Dr. Gary Stiles, executive vice president and chief medical officer for Wyeth Pharmaceuticals, said the company continues to encourage doctors to provide lower dosages of HT drugs for the shortest time possible.

Describing the findings as an “ad hoc analysis without providing the full context,” Dr. Stiles said today's patients, in comparison to those in the study, were “more than a decade” younger than the study participants, who had a mean age of 63 years at baseline.

The portion of the WHI trial that dealt with combined hormone therapy (HT) was stopped in 2002 at a mean of 5.6 years of follow-up because an interim analysis showed the therapy increased the risk of invasive breast cancer and failed to yield any overall health benefit.

Analysis of the results accumulated to that date showed that women who took HT (0.625 mg of conjugated equine estrogens and 2.5 mg of medroxyprogesterone acetate daily) for menopausal symptoms also had higher risks of cardiovascular disease, coronary heart disease, stroke, and venous thromboembolism, along with lower risks of fracture and of colorectal cancer, compared with women who did not take HT.

Most of the subjects continued to be followed through the planned 8-year duration of the WHI. Results are now available on 15,730 of these women for a further 2.4 years of follow-up after the HT intervention was stopped (see bar chart).

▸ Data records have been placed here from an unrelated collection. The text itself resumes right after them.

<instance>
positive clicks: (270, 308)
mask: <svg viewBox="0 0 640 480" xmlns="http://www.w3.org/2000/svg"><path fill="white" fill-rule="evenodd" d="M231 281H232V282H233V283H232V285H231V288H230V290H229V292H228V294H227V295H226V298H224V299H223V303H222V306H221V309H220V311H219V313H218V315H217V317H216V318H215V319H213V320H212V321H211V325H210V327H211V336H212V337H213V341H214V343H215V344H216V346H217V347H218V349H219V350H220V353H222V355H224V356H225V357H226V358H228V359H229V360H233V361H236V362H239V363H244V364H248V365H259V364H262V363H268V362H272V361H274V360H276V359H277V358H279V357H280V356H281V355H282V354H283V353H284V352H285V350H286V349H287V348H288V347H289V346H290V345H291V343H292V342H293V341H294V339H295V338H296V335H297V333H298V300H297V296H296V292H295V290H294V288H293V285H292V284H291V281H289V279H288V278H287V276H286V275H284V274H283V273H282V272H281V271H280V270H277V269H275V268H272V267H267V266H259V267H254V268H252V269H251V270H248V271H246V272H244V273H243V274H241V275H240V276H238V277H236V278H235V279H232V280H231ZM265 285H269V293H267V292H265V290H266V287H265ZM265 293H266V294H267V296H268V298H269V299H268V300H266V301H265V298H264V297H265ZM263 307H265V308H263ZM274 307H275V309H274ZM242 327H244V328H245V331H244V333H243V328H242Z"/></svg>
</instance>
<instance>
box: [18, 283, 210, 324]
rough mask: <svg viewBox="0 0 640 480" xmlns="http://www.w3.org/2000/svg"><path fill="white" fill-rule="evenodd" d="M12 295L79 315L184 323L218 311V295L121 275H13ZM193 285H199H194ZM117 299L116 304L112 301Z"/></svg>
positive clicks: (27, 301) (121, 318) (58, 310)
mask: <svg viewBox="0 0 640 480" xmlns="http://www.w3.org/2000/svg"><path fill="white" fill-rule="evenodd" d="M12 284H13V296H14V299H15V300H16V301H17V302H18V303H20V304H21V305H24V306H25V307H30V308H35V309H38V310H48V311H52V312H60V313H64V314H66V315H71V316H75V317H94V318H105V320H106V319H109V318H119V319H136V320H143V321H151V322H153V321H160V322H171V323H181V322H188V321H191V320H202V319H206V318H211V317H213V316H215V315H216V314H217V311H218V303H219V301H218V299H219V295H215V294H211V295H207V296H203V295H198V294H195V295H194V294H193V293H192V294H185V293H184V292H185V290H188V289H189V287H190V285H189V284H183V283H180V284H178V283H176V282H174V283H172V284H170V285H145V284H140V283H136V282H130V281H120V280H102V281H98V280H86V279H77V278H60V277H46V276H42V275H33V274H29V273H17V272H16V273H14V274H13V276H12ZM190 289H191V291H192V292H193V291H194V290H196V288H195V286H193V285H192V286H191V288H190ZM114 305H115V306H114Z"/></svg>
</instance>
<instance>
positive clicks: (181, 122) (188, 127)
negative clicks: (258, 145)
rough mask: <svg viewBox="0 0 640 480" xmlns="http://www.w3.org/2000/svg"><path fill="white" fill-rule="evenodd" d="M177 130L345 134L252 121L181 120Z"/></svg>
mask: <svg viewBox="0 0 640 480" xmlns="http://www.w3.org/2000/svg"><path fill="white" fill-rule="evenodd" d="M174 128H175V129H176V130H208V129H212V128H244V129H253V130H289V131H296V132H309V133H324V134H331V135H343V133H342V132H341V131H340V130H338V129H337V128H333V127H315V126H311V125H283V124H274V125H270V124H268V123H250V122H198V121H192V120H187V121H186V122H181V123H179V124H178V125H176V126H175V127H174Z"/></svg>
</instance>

The increased risk of cardiovascular disease-related events noted in the interim analysis did not persist after stopping HT, and the risk of deep vein thrombosis and pulmonary embolism also “disappeared,” the investigators said.

In contrast, the risk of all malignancies increased. This was attributed to a rise in the rate of cancers other than breast and colorectal malignancies, primarily lung cancers.

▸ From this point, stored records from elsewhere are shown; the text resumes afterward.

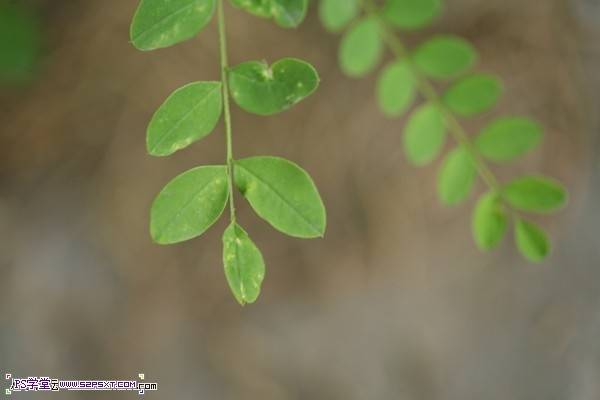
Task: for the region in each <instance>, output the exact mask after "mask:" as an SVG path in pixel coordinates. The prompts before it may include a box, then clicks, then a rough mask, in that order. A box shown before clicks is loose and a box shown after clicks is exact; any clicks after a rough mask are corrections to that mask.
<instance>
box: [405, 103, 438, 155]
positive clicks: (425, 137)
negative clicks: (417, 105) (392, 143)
mask: <svg viewBox="0 0 600 400" xmlns="http://www.w3.org/2000/svg"><path fill="white" fill-rule="evenodd" d="M445 141H446V129H445V124H444V116H443V115H442V113H441V111H440V109H439V107H438V106H436V105H435V104H433V103H427V104H424V105H422V106H420V107H419V108H417V110H416V111H415V112H414V113H413V115H412V116H411V117H410V119H409V120H408V123H407V124H406V127H405V130H404V152H405V153H406V157H407V158H408V160H409V161H410V162H411V163H413V164H414V165H417V166H423V165H425V164H428V163H430V162H431V161H433V159H434V158H436V157H437V155H438V154H439V153H440V151H441V150H442V147H444V143H445Z"/></svg>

The increased risk of breast cancer noted at the interim analysis did not persist after discontinuing HT. But at the same time, the decreased risk of colorectal cancer also did not persist after discontinuing HT.

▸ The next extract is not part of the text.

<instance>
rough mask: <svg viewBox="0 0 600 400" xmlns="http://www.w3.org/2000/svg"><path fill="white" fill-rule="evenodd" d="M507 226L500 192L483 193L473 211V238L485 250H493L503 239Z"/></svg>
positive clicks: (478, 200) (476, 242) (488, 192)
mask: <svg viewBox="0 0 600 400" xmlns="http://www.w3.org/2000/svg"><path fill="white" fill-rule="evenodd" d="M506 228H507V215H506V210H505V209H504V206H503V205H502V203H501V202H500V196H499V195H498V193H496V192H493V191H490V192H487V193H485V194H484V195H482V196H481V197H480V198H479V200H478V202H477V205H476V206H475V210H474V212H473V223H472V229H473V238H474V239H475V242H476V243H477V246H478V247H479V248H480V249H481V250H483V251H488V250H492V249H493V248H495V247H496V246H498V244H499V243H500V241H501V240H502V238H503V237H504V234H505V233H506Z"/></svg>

HT's protective effect against fractures also dissipated after the treatment was discontinued. Women who had taken and then stopped HT showed the same risk of hip, vertebral, and other osteoporotic fractures as did women who had taken placebo.

In reference to the risks and benefits reported in the study, Dr. Taylor said the differences between the HT and placebo groups were not statistically significant. He added that the study did not show “important” age breakdown information nor did it distinguish the difference between the effects of combination HT and estrogen-only therapies.

During the intervention phase of the WHI, all-cause mortality was virtually identical between subjects taking HT and those taking placebo. In contrast, during the postintervention phase, mortality was 15% higher among women who had taken and then discontinued HT. Although this difference did not reach statistical significance because of the small number of deaths in the study, it suggests that all-cause mortality did increase after HT, the researchers said.

Overall, the findings show that the risks of HT continue to outweigh benefits. “The global index of risk versus benefit remained essentially unchanged in the postintervention period, maintaining a nominally significant overall 12% increase from baseline” through extended follow-up in the women who had taken HT, Dr. Heiss and his associates said.

The results also indicate that maintaining clinical vigilance for malignancies, particularly lung cancer, is warranted in women who have taken HT, they added.

Dr. Taylor disclosed that he receives honoraria for speaking engagements but was not compensated for speaking at Wyeth's teleconference.